Let me provide an update on the changes in campus life that will be in place for the fall semester:

  • The Academic Calendar has been revised to concentrate our time together and minimize the risk of widespread travel.  The first day of class will be August 17, final exams will conclude by Thanksgiving and there will be no fall break.  First-year students will begin move-in in phases beginning the week of August 10.  Graduate and professional school schedules will be provided directly by those schools.
  • Classes will take place in one of four formats:  Face to face in newly configured classrooms and other spaces on campus; online (live with a regular meeting time); hybrid (face to face with significant online components) and online asynchronous, in which lectures are recorded for viewing at any time but discussion and lab work takes place online.
  • Undergraduate students living on campus will have revised housing and dining options to maximize residential safety.  First year students will be assigned to both East and West Campuses in dedicated first-year spaces, while returning students in Duke housing will be assigned to West Campus, 300 Swift Avenue, and to designated spaces in nearby hotels and apartment buildings.  
  • Upon arrival to Durham, all undergraduate students who are in residence on the Duke campus or in Durham will be tested for COVID-19 before they are permitted to begin classes or move into residence halls.  We have put in place both processes and facilities for contact tracing, isolation and quarantine, and support plans for those students who test positive for COVID-19. All students will complete daily symptom checks through a monitoring app and report concerning symptoms to Student Health.
  • All members of the Duke community who come to campus—faculty, students, staff, and visitors—will be required to complete daily symptom monitoring, wear face coverings in classroom and public settings and practice physical distancing.  COVID-19 follow-up, including testing, will be required for any members of the Duke community who are symptomatic or deemed at risk due to contact tracing.
  • All students living in on-campus or off-campus housing are expected to stay in the Durham area throughout the semester in accordance with current public health recommendations. 
  • Student-athletes will begin a phased to return to campus on July 12.  All student-athletes will be tested for COVID-19 on arrival and will be required to observe health and hygiene protocols that have been developed by Duke and national medical experts, consistent with the procedures for all undergraduate students.
  • Perhaps the most vital piece of these plans will be the Duke Compact, a statement of mutual commitment to community health and behavioral standards that every student, faculty, and staff member will be required to agree to before the start of the semester. At this moment as never before, we are a community of people who rely on one another not only for inspiration and support, but also for protection, respect, and accountability.  We will be here, for each other, as a community and a university.

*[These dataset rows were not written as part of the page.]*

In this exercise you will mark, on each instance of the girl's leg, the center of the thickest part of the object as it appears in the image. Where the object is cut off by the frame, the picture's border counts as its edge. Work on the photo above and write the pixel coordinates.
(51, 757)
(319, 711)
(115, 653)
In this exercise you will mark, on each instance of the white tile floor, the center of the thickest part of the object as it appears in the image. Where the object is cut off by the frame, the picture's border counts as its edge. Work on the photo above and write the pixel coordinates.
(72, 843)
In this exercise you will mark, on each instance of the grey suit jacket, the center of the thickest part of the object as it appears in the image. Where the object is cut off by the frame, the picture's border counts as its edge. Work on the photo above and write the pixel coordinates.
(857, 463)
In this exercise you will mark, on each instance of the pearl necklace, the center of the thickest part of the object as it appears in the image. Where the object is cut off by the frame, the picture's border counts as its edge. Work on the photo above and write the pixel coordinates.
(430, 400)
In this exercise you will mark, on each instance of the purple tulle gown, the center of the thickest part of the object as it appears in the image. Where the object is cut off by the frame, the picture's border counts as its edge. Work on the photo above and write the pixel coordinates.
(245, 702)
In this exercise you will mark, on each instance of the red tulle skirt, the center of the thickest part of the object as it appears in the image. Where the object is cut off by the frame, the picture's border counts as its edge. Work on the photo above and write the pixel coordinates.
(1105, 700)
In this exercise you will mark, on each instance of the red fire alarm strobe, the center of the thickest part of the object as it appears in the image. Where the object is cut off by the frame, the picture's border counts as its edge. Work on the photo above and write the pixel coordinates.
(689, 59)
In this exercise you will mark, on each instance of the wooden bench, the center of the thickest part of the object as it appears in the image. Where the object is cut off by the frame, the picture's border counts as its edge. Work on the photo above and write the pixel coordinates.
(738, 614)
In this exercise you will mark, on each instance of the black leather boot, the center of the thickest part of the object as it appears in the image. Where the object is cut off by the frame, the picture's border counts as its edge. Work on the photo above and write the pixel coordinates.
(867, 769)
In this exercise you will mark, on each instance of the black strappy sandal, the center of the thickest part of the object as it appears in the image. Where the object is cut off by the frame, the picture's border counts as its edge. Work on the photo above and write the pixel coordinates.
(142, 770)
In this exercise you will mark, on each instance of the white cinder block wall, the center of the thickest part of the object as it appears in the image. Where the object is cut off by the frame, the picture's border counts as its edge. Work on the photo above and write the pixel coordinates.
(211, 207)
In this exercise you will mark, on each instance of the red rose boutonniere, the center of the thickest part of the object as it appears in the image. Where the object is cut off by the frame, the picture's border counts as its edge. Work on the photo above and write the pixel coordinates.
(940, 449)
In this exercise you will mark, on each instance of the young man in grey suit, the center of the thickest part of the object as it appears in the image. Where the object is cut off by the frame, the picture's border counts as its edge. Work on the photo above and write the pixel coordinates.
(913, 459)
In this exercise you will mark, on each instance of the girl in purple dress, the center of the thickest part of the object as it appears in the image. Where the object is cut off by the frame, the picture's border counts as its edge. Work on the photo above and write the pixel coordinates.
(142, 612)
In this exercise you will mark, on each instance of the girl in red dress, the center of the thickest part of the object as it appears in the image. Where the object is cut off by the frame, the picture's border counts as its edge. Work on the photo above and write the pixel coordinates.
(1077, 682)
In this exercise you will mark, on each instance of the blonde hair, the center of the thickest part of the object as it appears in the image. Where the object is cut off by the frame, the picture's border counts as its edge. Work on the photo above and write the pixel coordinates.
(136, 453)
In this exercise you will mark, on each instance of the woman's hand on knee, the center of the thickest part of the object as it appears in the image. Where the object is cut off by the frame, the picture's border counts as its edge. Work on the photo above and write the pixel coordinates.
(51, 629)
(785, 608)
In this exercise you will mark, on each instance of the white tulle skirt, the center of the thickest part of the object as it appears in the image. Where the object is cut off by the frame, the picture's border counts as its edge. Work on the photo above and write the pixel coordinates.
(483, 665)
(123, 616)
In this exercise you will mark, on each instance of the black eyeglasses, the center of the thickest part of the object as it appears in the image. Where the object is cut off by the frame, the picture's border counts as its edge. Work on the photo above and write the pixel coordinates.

Further information on these areas and many other aspects of the 2020-21 academic year is available at https://returnto.duke.edu, which will be updated throughout the summer.  

Again, let me emphasize: we all know that COVID-19 presents a rapidly changing set of circumstances in North Carolina and across the country.  We will continue to monitor the situation closely and make adjustments to this plan as required by public health conditions and state and local regulations.

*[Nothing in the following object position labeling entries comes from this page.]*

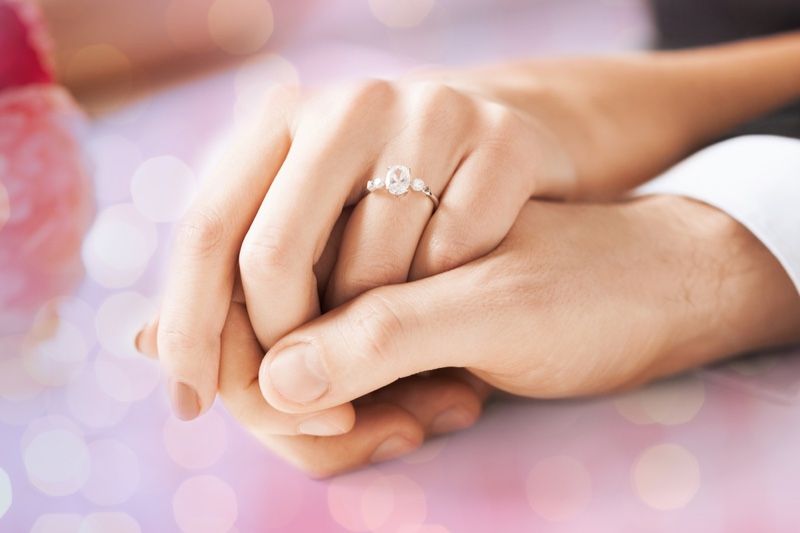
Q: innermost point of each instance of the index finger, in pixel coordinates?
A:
(204, 258)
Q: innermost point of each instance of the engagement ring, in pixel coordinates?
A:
(398, 182)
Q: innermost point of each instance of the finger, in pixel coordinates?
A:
(382, 237)
(146, 340)
(291, 228)
(379, 243)
(238, 386)
(382, 432)
(442, 402)
(387, 333)
(480, 204)
(203, 263)
(324, 266)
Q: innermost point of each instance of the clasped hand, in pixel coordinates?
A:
(373, 322)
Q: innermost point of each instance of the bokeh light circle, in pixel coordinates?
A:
(162, 188)
(182, 439)
(345, 494)
(559, 488)
(100, 63)
(118, 246)
(205, 504)
(58, 523)
(90, 404)
(16, 383)
(110, 522)
(114, 159)
(392, 502)
(6, 493)
(57, 357)
(114, 476)
(57, 462)
(666, 476)
(126, 379)
(119, 319)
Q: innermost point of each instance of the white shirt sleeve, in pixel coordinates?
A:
(756, 180)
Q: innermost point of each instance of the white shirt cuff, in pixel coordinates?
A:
(756, 180)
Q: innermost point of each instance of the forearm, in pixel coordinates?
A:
(735, 297)
(624, 119)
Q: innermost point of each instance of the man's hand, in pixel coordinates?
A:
(578, 300)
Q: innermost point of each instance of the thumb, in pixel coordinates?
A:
(383, 335)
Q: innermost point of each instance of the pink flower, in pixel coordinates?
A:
(45, 195)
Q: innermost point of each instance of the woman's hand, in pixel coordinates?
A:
(484, 141)
(577, 300)
(272, 204)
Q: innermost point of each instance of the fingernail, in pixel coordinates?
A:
(320, 427)
(185, 402)
(297, 373)
(452, 419)
(392, 448)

This is an unprecedented moment for Duke. There are tremendous challenges ahead, and there are also tremendous opportunities to rethink higher education for a new era, to ensure that our university is responsive to the needs of a changing world, to redouble our efforts to address racism and systemic injustice, and to find ways to better serve our students, faculty, staff, neighbors, and visitors. 

Now, in that same spirit of adaptation and innovation, we turn our attention to an academic year that will look unlike any other in Duke’s history. I look forward to joining with you in this effort, united with and for each other in this extraordinary time.